Peace requires will, not tougher laws
Turkey is in a rather difficult but equally interesting period. This country has always been a very dynamic and sui-generis one, but nowadays it is sailing through even stranger times. Key civil service positions were vacated by parliamentary candidacy hopefuls. The enforced life-term convict is dictating terms of peace on the government. The government is trying to take the entire country hostage with its security-obsession disguised bid to create a police state for the tenant of the pseudo-imperial palace.
Doesn’t everyone want peace? Sure. Doesn’t everyone well know that peace can come to this country through dialogue, compromise and a re-definition of the “rules of cohabitation?” If there are some unaware of this, they had better try to learn it fast. Turkey is likewise not in a 1925 situation, able to crush a rebellion with whatever muscle it has; the world of today is not the pre-Cold War world, turning a blind eye and shyly criticizing growing and indiscriminate autocratic and police state applications on rights, freedoms and democracy in this country.
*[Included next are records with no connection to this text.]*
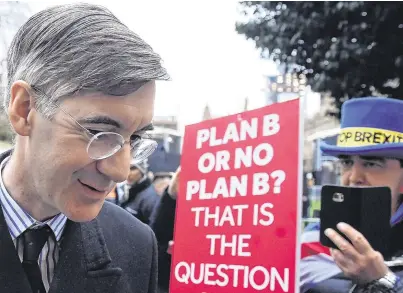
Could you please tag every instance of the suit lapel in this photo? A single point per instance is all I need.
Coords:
(84, 261)
(12, 276)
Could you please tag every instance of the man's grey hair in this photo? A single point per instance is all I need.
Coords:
(79, 48)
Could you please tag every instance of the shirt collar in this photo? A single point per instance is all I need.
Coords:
(18, 220)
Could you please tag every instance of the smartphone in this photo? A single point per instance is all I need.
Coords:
(366, 209)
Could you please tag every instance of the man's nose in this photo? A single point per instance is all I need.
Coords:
(116, 167)
(357, 175)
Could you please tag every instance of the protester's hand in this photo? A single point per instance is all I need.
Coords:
(174, 185)
(358, 260)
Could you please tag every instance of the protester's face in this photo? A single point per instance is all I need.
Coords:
(373, 171)
(63, 175)
(161, 184)
(134, 176)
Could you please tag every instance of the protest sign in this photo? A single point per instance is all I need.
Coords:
(237, 219)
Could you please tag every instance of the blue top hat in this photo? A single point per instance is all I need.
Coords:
(369, 126)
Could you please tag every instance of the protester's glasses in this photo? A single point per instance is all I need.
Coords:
(103, 144)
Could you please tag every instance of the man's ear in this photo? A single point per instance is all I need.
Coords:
(19, 109)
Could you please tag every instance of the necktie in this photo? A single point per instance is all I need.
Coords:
(34, 240)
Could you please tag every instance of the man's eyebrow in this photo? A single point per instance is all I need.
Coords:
(100, 120)
(344, 157)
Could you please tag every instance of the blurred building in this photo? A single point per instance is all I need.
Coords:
(317, 168)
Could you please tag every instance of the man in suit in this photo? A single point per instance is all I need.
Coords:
(80, 98)
(138, 196)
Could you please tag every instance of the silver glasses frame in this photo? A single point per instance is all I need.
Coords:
(92, 137)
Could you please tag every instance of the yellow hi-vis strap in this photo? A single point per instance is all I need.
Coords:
(364, 136)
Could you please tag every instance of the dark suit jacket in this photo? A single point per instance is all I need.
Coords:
(162, 223)
(114, 253)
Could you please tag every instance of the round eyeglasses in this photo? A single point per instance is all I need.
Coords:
(104, 144)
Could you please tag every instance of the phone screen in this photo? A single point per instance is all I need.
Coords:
(366, 209)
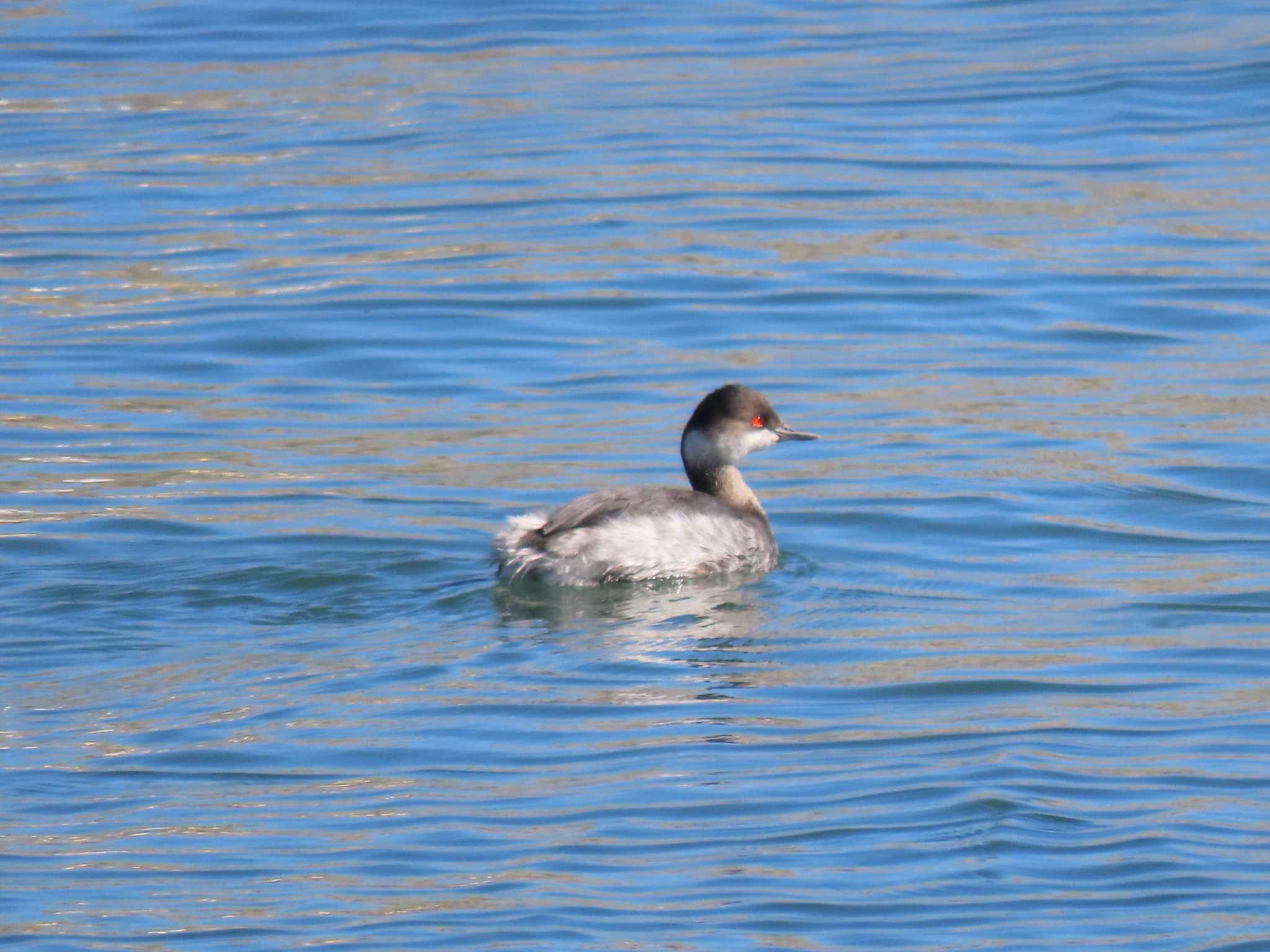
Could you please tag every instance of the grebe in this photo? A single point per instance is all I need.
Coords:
(638, 534)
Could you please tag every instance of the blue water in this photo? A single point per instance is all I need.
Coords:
(303, 300)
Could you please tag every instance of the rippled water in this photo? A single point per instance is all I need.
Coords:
(303, 300)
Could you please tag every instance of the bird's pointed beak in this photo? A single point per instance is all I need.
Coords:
(784, 433)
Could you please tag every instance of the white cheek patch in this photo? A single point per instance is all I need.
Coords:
(703, 454)
(760, 438)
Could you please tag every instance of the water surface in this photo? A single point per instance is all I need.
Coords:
(303, 300)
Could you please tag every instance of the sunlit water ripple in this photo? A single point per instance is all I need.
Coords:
(303, 300)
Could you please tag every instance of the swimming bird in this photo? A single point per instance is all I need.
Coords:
(639, 534)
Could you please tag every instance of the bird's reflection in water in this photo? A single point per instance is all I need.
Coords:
(719, 607)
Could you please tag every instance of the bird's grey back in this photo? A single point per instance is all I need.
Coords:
(638, 532)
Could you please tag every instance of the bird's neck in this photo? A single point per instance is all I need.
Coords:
(726, 484)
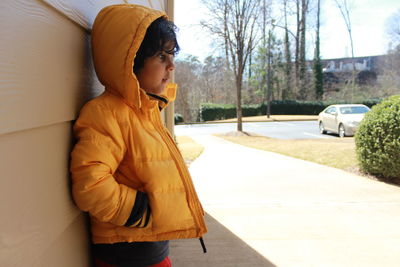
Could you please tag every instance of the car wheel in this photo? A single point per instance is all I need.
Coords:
(321, 128)
(342, 131)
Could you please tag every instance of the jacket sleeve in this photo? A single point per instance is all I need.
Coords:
(95, 158)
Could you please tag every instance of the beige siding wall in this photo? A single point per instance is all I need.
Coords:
(46, 75)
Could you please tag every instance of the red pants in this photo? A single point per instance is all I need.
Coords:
(165, 263)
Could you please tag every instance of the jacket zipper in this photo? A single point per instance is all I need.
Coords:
(189, 186)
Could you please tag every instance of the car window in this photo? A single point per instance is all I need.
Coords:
(330, 110)
(354, 110)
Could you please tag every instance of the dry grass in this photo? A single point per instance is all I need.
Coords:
(189, 148)
(338, 153)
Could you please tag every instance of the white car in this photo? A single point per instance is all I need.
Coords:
(341, 119)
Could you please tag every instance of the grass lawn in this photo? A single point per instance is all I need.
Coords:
(189, 148)
(338, 153)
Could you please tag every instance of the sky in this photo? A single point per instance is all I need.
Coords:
(367, 17)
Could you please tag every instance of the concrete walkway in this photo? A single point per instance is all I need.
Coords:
(265, 209)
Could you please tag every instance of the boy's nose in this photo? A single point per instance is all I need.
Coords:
(171, 66)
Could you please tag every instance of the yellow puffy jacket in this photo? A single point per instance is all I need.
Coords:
(123, 147)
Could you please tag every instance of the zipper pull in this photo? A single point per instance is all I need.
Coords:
(203, 245)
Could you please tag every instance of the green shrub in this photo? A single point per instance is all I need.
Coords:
(378, 139)
(178, 118)
(210, 112)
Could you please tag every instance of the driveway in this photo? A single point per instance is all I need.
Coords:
(279, 130)
(266, 209)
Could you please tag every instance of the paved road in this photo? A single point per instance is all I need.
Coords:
(266, 209)
(280, 130)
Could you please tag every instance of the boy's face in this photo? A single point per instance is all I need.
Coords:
(156, 72)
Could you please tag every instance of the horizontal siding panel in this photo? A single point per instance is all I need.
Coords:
(83, 12)
(36, 207)
(46, 71)
(70, 249)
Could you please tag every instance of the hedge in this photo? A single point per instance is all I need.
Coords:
(378, 139)
(209, 111)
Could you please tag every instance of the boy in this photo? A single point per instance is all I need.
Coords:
(126, 169)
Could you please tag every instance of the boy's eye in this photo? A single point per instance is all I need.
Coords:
(162, 56)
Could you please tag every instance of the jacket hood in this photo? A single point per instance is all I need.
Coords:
(117, 34)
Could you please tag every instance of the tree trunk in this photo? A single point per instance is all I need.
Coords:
(297, 47)
(288, 63)
(239, 102)
(302, 59)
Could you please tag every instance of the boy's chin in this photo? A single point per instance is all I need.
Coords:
(156, 91)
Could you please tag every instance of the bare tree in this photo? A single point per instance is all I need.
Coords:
(344, 7)
(393, 29)
(234, 21)
(302, 51)
(288, 63)
(318, 74)
(189, 94)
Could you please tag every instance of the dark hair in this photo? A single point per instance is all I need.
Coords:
(158, 34)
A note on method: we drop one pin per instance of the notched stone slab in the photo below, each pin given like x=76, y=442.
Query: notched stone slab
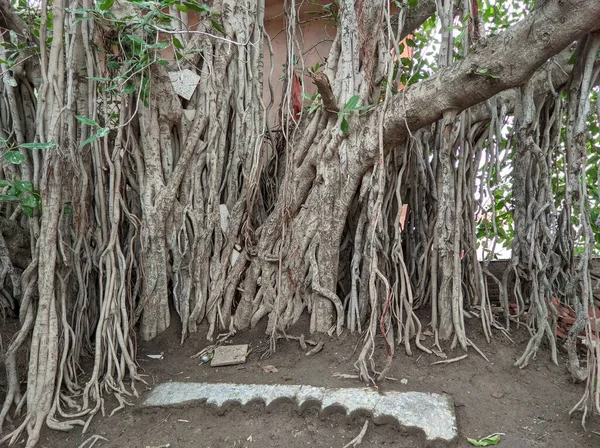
x=431, y=413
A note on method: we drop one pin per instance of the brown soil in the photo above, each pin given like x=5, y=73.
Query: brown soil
x=529, y=406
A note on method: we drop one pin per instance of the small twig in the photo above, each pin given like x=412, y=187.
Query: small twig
x=478, y=350
x=302, y=342
x=350, y=376
x=358, y=439
x=315, y=350
x=448, y=361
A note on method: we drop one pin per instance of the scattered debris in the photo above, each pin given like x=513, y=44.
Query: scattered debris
x=358, y=439
x=448, y=361
x=345, y=376
x=184, y=82
x=316, y=349
x=492, y=439
x=302, y=342
x=205, y=358
x=230, y=355
x=210, y=349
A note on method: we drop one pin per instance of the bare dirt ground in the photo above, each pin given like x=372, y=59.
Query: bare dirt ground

That is, a “public order bill” of the sort İsmet İnönü had imposed on this country, or the “investigative commission” and the sort of arbitrary justice push of the Adnan Menderes era, have all become history. In this age such efforts, even if made into law by parliament, can be challenged at courts both at home and abroad. Insisting on turning the country into a police state so the self-styled neo-emperor could easily survive all sorts of criticisms and accusations cannot help. Yet, people do suffer in this country because of that obsessive governance mentality.
Can it be possible to negotiate with the Kurds or the Kurdish chieftain on the conditions of co-habitation of the Turkish and Kurdish peoples in peace and harmony, with Kurdish inalienable rights finally restored and the bonds of togetherness firmed (so important at a time when many countries in the neighborhood are facing social, cultural, ethnic and sectarian disintegration) but at the same time introduce police state rules with a new security bill? It is like a very bad joke, or at least an insincere attitude on the part of the government. Which is the government, the one negotiating peace, or the one imposing police state rules on society?
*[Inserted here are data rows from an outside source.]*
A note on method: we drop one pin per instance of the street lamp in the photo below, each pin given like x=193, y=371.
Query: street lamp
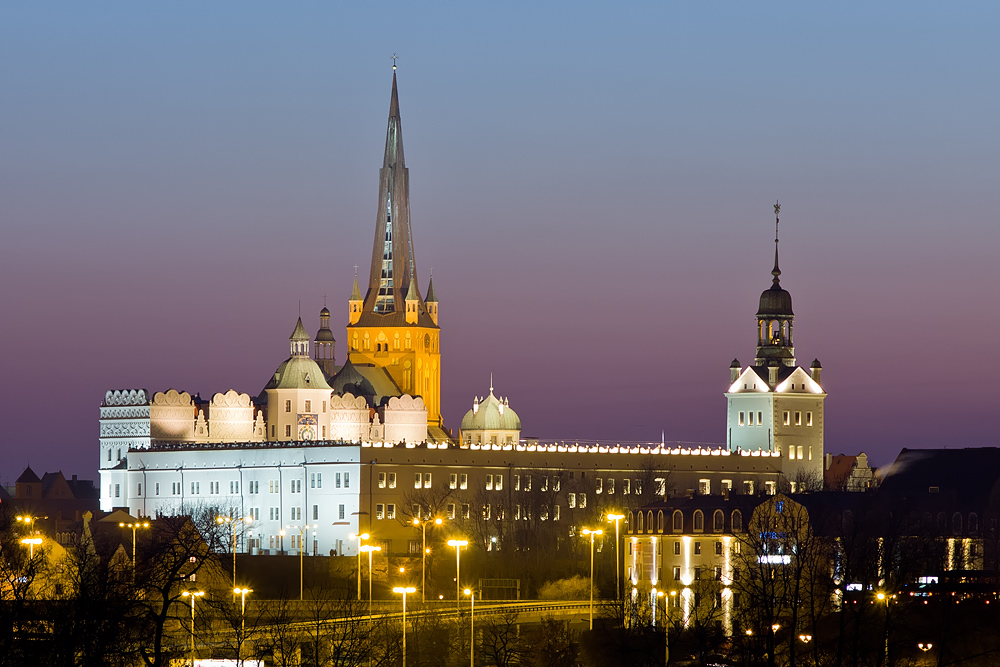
x=31, y=542
x=592, y=534
x=242, y=592
x=134, y=527
x=458, y=544
x=192, y=595
x=618, y=577
x=423, y=564
x=360, y=538
x=404, y=590
x=232, y=529
x=370, y=549
x=302, y=531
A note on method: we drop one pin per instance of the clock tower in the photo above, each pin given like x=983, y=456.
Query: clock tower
x=391, y=327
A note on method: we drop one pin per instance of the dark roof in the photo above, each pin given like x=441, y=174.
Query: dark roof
x=28, y=477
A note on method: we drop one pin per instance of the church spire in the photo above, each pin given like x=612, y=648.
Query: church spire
x=393, y=267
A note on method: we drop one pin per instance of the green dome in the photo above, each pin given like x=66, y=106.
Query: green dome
x=491, y=414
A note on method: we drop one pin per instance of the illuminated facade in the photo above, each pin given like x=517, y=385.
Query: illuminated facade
x=774, y=405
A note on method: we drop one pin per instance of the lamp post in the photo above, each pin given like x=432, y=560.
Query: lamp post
x=618, y=577
x=404, y=590
x=134, y=527
x=592, y=534
x=232, y=530
x=472, y=626
x=423, y=563
x=360, y=538
x=370, y=549
x=242, y=592
x=458, y=544
x=192, y=595
x=302, y=531
x=31, y=542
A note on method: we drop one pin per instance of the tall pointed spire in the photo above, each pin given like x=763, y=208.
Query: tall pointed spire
x=776, y=272
x=393, y=267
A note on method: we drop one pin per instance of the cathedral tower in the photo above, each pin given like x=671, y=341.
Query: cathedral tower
x=391, y=327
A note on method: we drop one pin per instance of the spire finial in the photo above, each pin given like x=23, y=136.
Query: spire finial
x=776, y=272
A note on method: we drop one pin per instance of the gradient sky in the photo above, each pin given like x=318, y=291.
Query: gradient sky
x=591, y=185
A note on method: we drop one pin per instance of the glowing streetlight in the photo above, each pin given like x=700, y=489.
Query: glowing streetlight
x=134, y=527
x=592, y=534
x=423, y=564
x=242, y=592
x=458, y=544
x=404, y=590
x=370, y=549
x=618, y=577
x=302, y=531
x=192, y=595
x=360, y=538
x=31, y=542
x=232, y=529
While there are signs the security package might have been a ploy, some sort of a bargaining chip in the talks with jailed Kurdistan Workers’ Party (PKK) leader Abdullah Öcalan, the government is still insisting the bill will not be withdrawn and rewritten with a democratic mindset. Can Turkey succeed in peacemaking with such a crooked approach?
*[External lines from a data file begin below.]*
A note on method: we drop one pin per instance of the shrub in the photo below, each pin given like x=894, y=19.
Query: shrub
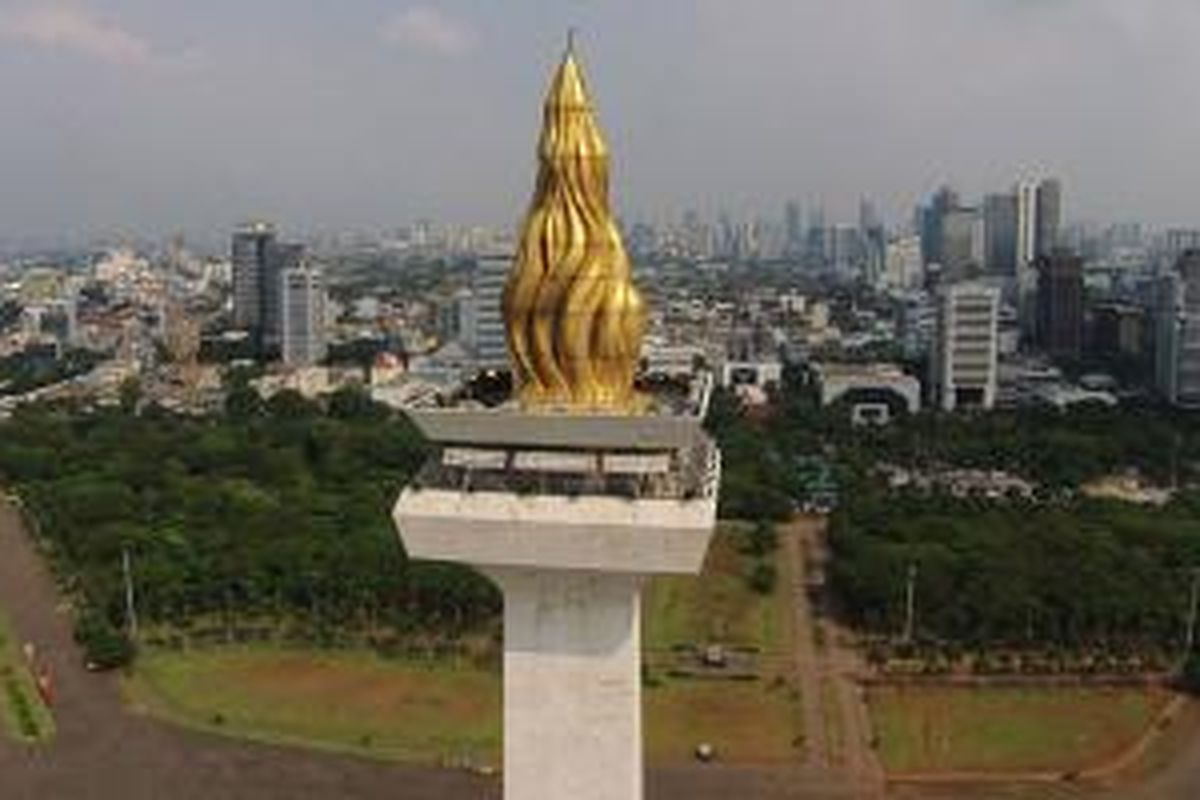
x=103, y=645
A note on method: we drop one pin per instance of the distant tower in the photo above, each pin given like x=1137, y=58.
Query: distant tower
x=1060, y=319
x=966, y=352
x=1038, y=220
x=259, y=262
x=251, y=250
x=304, y=317
x=1177, y=359
x=1000, y=235
x=574, y=492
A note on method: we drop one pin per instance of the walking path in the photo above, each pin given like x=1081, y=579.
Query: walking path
x=835, y=716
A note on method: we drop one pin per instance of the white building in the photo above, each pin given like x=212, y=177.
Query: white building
x=304, y=317
x=1177, y=356
x=875, y=392
x=490, y=344
x=966, y=347
x=904, y=266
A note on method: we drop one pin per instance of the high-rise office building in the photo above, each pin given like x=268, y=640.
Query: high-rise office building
x=966, y=348
x=259, y=262
x=961, y=241
x=250, y=254
x=931, y=223
x=281, y=259
x=491, y=346
x=1038, y=218
x=1000, y=234
x=1177, y=341
x=1049, y=216
x=1060, y=304
x=903, y=265
x=303, y=311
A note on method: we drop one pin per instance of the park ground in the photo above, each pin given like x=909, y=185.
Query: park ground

The micro-nationalist Kurdish political elements on the other hand talk of peace, while at the same time threaten violence might escalate should their demands not be met. What kind of a Kurdish opening is that? How can something sincere emerge from a process full of attempts to take the other side hostage? However, in this endeavor, both the government and the Kurds must act with awareness that all is on one side and the problems could be resolved not through meeting some petty demands from Öcalan but rather by eradicating the anti-democratic luggage this country inherited from its recent history.
Recently, the Human Rights Association released its report on human rights violations in Turkey in 2014. The association does not have a good reputation for many in the country because of the perception that it has been very attentive to violations of Kurdish rights but often deaf and blind to the sufferings of other groups in the country. The 2014 report of the association as one invalidating that prejudiced perception. According to the 477-page report, in 2014, 103 persons – 15 of them children – were “executed,” 11,262 persons were detained (of which a total of 1,273 of these were arrested) and police intervened with excessive force in a total of 646 demonstrations.
On their own these were just some figures, but all together they represent a very serious rights photograph of Turkey. These figures show that Turkey urgently needs to educate and train its police in democracy and the democratic rights of the people, rather than trying to equip the police with added powers.
It is perhaps high time for the tall bold bald and ever angry man singlehandedly ruling the country to think of what else can be done rather than toughening the already tough laws to achieve peace, security and tranquility in the country.